Industrie & Technologies : le salon Measurement World fait la part belle à la vision embarquée. Pourquoi ?
Michel Ollivier : C'est l'évolution la plus marquante du secteur de la vision : alors qu'il y a quelques années, un système de vision était composé d'une caméra, d'un éclairage et d'un ordinateur, aujourd'hui, l'éclairage et toute l'intelligence sont de plus en plus intégrés dans la caméra. L'électronique appliquée à la vision se rapproche désormais beaucoup plus de l'électronique de traitement d'un téléphone portable que de celle d'un PC.
Les processeurs intégrés dans les téléphones, qu'ils soient de marque Nvidia, Qualcomm ou autre, ou les processeurs FPGA, également présents dans les smartphones dernière génération, sont utilisés pour des traitements d'images professionnels et commencent à envahir le domaine de la vision industrielle.
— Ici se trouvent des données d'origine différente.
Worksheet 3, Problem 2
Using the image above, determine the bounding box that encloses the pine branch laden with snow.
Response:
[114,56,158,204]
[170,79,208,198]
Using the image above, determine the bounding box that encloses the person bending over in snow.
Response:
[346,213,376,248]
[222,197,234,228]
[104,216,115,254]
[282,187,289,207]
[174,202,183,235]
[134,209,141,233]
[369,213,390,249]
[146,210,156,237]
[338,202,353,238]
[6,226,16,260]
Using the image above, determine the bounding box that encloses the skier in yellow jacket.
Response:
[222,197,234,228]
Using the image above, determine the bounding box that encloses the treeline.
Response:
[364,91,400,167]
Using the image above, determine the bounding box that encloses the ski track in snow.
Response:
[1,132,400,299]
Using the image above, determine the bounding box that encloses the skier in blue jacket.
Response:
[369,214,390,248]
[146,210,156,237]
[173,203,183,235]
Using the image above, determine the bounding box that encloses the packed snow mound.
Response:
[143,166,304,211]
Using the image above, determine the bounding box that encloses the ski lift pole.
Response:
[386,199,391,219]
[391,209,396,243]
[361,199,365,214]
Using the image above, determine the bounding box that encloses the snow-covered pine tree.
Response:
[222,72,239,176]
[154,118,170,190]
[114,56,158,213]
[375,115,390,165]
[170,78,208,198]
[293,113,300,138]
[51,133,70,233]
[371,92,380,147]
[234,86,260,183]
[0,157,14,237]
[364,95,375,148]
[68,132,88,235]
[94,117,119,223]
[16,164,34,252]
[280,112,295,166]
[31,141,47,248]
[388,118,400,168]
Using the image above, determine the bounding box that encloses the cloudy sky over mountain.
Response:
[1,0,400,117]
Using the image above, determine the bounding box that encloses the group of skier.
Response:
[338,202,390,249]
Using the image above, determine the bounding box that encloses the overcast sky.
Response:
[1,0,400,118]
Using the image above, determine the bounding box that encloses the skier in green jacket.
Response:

L'EMVA organise d'ailleurs, fin octobre à Stuttgart, la conférence Embedded Vision Europe (EVE), entièrement consacrée à la vision embarquée.
Quels sont les avantages de la vision embarquée pour les industriels ?
Elle permet de réduire les coûts. Au lieu d'avoir besoin de développer ou acheter une caméra, des câbles, un PC, un écran, le tout intégré dans une armoire industrielle, l'embarqué consiste à mettre toute cette intelligence au plus près de la caméra.
Avant, il existait des standards propres à l'industrie de la vision. Aujourd'hui, dans votre téléphone, l'interface entre la caméra et le processeur est standardisée et porte le nom de MiPi, pour Mobile Industry Processor Interface. Or, on s'aperçoit que, dans un certain nombre de cas, on peut régler des problèmes de vision industrielle avec une caméra de téléphone portable, qui coûte quelques euros, aussi bien qu'avec une caméra classique de vision, pour laquelle on peut tabler sur plusieurs centaines voire milliers d'euros.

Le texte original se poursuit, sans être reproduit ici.